In Arkansas, Democratic Sen. Blanche Lincoln struggles against a flood of labor money. In Nevada, Republican Sharron Angle is waging a Senate campaign that benefits from a conservative combination of the Tea Party Express and Club for Growth.
They are among the candidates as a dozen states hold primaries on Tuesday, picking party standard-bearers for Congress and governor for the fall in a campaign season marked by economic woe and political upheaval.
Two senators - including Arlen Specter (D., Pa.) - and two House members have been denied renomination in earlier races, one from each party in each house of Congress. Among Republicans, tea-party activists have changed the course of several other races to the consternation of the party's establishment.
In a year of danger for incumbents, Lincoln is the most prominent of those in trouble in the week's races. Regardless of the outcome in Arkansas, organized labor already claims victory.
By denying the two-term moderate Democrat a majority in the May 18 primary and forcing her into a runoff with Lt. Gov. Bill Halter, "We've been able to demonstrate that labor is unified around this campaign of accountability," said Jon Youngdahl, political director of the Service Employees International Union and a key strategist in organized labor's campaign to dump Lincoln. "It sends an important message to other members of Congress."

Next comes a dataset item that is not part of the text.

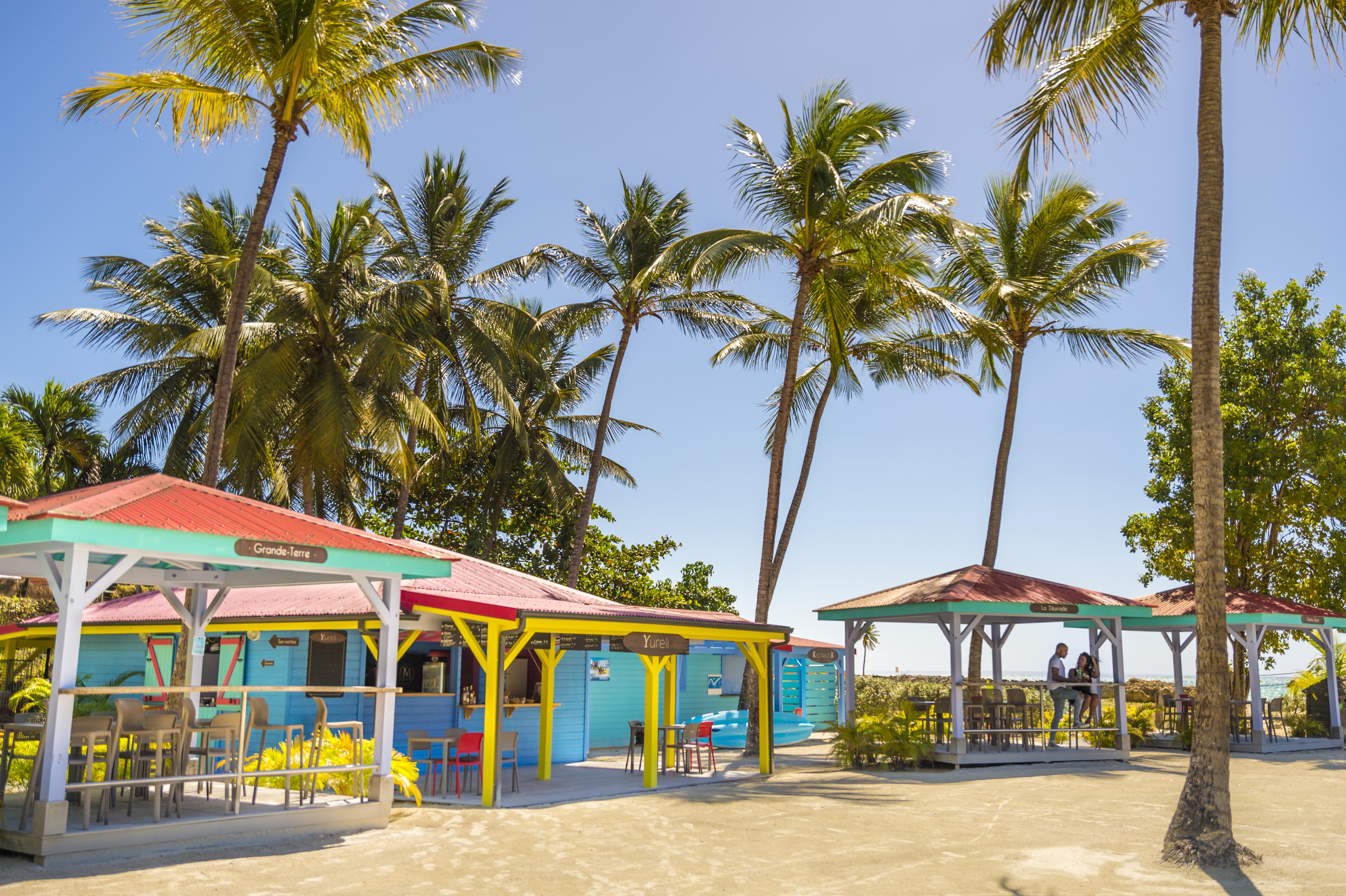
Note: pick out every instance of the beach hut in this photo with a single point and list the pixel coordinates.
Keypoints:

Youngdahl said Lincoln has supported free-trade legislation that unions oppose, and opposed an option for a government-run insurance option that labor wanted in this year's health-care legislation.
Records on file at the Federal Election Commission show organized labor has spent at least $5 million in recent weeks to defeat Lincoln.
In Nevada, Angle's primary path has been cleared not only by conservative organizations, but by a group partial to the Democratic incumbent, Senate Majority Leader Harry Reid.
Records show the Club for Growth and Tea Party Express have each spent nearly $500,000 to help Angle or suppress support for pre-race front-runner Sue Lowden. Businessman Danny Tarkanian is the third major contender in the race.
The Patriot Majority has spent an additional $300,000, much of it from unions, on television ads ridiculing Lowden for having suggested consumers barter chickens for health care. The group is run by a long-ago aide to Reid.
Nevada's Republican Gov. Jim Gibbons faces a difficult challenge for renomination after a term marked by a messy divorce.
Republicans in California could send two political neophytes, wealthy former business executives Meg Whitman and Carly Fiorina, into races to succeed Republican Gov. Arnold Schwarzenegger and challenge Democratic Sen. Barbara Boxer.
Whitman, a former eBay chief executive, has invested more than $70 million of her own fortune in the race against Steve Poizner, the state insurance commissioner and wealthy former businessman who has put $24 million into his campaign. The all-but-certain Democratic nominee is Attorney General Jerry Brown, who was governor in the 1970s and 1980s.
Fiorina, a former Hewlett Packard Co. chief executive, has a lead in polls over former U.S. Rep. Tom Campbell and State Assemblyman Chuck DeVore, a tea-party favorite. Boxer's campaign has depicted the Republicans as out of step with mainstream Californians.
In South Carolina, six-term Rep. Bob Inglis is trying to fend off Republican primary challengers who have made the race a referendum on his 2008 vote to bail out the nation's banking industry. South Carolina Republicans also are choosing from a field of four candidates hoping to succeed term-limited Republican Gov. Mark Sanford, who was damaged by his days-long absence from office during an extramarital affair with an Argentine woman.
Georgia, Maine, Iowa, Montana, New Jersey, North Dakota, South Dakota, and Virginia also hold primaries.
Multiple states besides New Jersey hold primary elections Tuesday. A look at key races among them:
Arkansas. Sen. Blanche Lincoln is trying to fend off Lt. Gov. Bill Halter in a Democratic runoff after neither drew 50 percent in the May 18 primary.
California. Republicans could nominate two political neophytes, wealthy former business executives Meg Whitman and Carly Fiorina, in statewide races. Whitman is seeking to succeed Gov. Arnold Schwarzenegger; Fiorina wants to challenge Sen. Barbara Boxer (D., Calif.). The Democrats' nominee for governor is all but certain to be Attorney General Jerry Brown, the former governor.
Nevada. Republicans including former state legislators Sharron Angle and Sue Lowden and businessman Danny Tarkanian are battling for the chance to take on Democratic Senate Majority Leader Harry Reid in the Nov. 2 election. And Nevada Republicans appear ready to punish Gov. Jim Gibbons for his messy divorce, potentially making him the first sitting governor to lose a nominating contest in the state in 100 years.
South Carolina. Rep. Bob Inglis tries to fend off challengers who have made the Republican primary a referendum on his 2008 vote to bail out the banking industry. Also, four candidates are vying for the GOP nomination for governor to succeed term-limited Republican Mark Sanford. State Rep. Nikki Haley has the backing of the tea party and Sarah Palin in her bid to become the state's first female governor.